Poor scaling between elastic energy release and eruption intensity at Tungurahua Volcano, Ecuador



[1] An important objective in volcanology is the quantification of eruption intensity through the study of elastic energy propagated into the atmosphere and ground. To better understand the relation between elastic wave radiation and eruptive activity we deployed seismic, acoustic, and video instrumentation at the active Tungurahua Volcano (Ecuador) in Nov.–Dec. of 2004. Our data show that plume expansion scales very poorly with both seismic and acoustic trace energy and only the initial amplitude of the acoustic signal is perhaps correlated with initial plume rise speeds. In general, the eventual size of Tungurahua eruption plumes does not appear to be controlled by elevated material accelerations within the conduit, which are primary influences on elastic energy radiation.

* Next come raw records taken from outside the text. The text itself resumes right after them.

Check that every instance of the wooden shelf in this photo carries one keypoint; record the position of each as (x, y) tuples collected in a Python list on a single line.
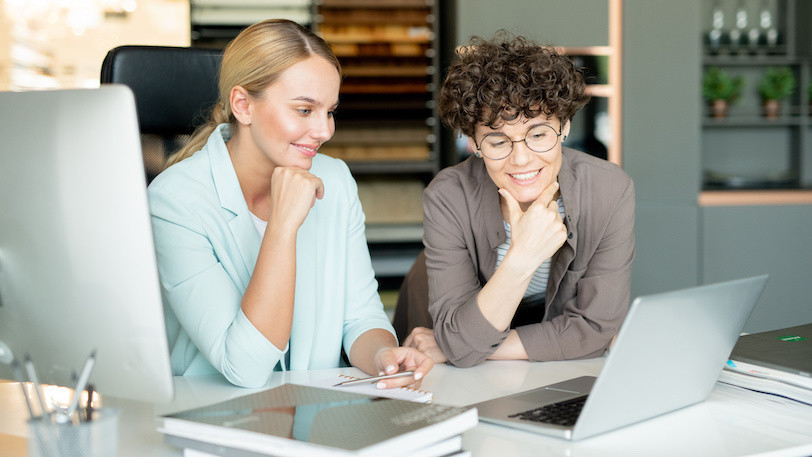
[(397, 4)]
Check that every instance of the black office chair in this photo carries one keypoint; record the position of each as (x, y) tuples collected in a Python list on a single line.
[(174, 89)]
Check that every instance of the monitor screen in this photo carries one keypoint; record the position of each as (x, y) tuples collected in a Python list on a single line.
[(78, 269)]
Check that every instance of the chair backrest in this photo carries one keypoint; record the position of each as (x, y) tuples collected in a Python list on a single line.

This result has vital implications for volcano observatories, which are interested in using seismic and acoustic trace amplitudes as proxies for eruption magnitudes.

1. Introduction

[2] Many volcanoes worldwide radiate substantial seismic and infrasonic energy coincident with explosive degassing. In simple cases, such as at Mount Erebus, discrete Strombolian-type explosions are associated with the bursting of large overpressurized gas slugs at the lava lake free surface [Dibble et al., 1984]. Here the bubble rupture coincides with the initiation of both short period seismicity and infrasound (i.e., sound <20 Hz). Because seismic and acoustic energy scales well with each other for relatively large Erebus explosions [Rowe et al., 2000], it is probable that larger bubble bursts or higher initial gas pressures simultaneously radiate more seismo-acoustic energy into the respective media.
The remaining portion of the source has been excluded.